In 1952 a takeover by the Austin Motor Company led to the formation of the British Motor Corporation, or BMC for short. With the end of the RM series of Rileys in 1954 (often viewed as the last ‘real’ Riley) all future Rileys were more or less badge-engineered BMC products. It into this category that the One-Point-Five falls. As the sixties progressed, the cars were basically rehashed BMC Farinas, Minis and 1100/1300s, and in 1969 the last Riley was built.
When introduced in November 1957, the One-Point-Five was seen by many as a return to the early Riley principles of producing a small compact, sporting saloon. It boasted a neat four-door, four-seater lightweight body, mated to a lively 1.5 litre engine, finished off with a smattering of leather and wood luxury. Although a product of the British Motor Corporations policy of badge engineering and rationalization, and with underpinnings from the humble Morris Minor – the One-Point-Five can rightly be viewed as a true successor to the Riley Nines of the 20’s and 30’s.
The One-Point-Five, and its sister, the Wolseley 1500, were actually born from the ashes of BMC’s plans to replace the Morris Minor. Although quite separate and different from the Minor there are clues to its heritage. Constructed with a pressed steel monocoque and very similar floor pan, the One-Point-Five also boasted Minor front suspension and steering. However, it is the differences that make the car much more of a Riley. The engine and drive train were lifted straight from the MG range of sports cars – a 1489cc, twin carb engine producing 68bhp and an MGA close-ratio gearbox. The fitting of large efficient Girling drum brakes also added to the overall package.
To complement the sporty feel the car was trimmed to a high level with leather seats, wooden dash and a full complement of instruments for the sporting driver. Passenger space was good for such a small car, with four adults being accommodated and a useful boot space all adding to the attraction. The styling was traditional 50’s, which, fortunately, stayed away from the American craze of fins and acres of chrome – it was smart, understated and wore its Riley grill and badge with pride.
During its 8 year production run there were several minor changes to the car, the most noticeable being the introduction of the Mk III in 1961 with a few subtle styling differences. However by the mid-60’s it was becoming obvious to BMC that the One-Point-Five was becoming out-dated – and in April 1965 the last one rolled off the production line at Longbridge. In total there were 39,179 One-Point-Fives produced – making it the most popular model in Riley History.
Although seen and used as a family saloon, the One-Point-Five also had good sporting credentials.

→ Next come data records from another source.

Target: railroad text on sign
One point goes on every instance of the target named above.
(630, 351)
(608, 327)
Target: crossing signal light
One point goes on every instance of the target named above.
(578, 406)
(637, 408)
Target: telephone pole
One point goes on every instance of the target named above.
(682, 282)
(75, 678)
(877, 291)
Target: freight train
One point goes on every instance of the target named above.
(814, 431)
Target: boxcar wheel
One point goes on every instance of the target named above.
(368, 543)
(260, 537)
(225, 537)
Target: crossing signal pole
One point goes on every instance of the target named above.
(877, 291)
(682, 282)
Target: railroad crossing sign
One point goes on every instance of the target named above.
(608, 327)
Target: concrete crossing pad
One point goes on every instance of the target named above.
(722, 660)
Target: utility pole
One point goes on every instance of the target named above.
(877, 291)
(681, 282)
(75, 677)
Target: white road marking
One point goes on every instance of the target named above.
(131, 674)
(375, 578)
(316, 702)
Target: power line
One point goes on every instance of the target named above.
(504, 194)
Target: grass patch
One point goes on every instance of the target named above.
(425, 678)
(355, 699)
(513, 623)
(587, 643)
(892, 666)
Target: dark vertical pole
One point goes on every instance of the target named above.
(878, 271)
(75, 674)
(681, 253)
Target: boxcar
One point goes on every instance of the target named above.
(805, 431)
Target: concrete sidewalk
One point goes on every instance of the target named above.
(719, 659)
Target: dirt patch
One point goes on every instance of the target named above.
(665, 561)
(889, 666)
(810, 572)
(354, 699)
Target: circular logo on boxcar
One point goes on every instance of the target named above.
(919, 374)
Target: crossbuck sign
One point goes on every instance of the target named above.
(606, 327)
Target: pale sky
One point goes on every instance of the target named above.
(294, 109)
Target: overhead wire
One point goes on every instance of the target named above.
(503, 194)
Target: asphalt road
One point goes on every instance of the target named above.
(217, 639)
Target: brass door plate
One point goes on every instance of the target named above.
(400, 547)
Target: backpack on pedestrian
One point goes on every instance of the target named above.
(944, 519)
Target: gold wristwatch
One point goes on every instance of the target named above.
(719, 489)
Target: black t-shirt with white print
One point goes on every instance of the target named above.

For several years it was campaigned successfully in the British Saloon Car Championship with drivers such as Les Leston, Harold Grace and Alan Hutcheson – coming first in class in ’58, ’59, and ’61. Rallying was also popular with BMC producing a team of three works cars for the 1958 season. However with the advent and development of the Mini the One-Point-Fives became outclassed and uncompetitive. In more recent times – with the increased popularity of historic motorsport – the car has become a regular entry in both rallies and historic racing.
Today the car is enjoying a renaissance with many enthusiasts realising the potential of these super little cars. Relatively cheap to buy and maintain – they offer the owner a chance to enjoy fifties motoring with a sporting edge.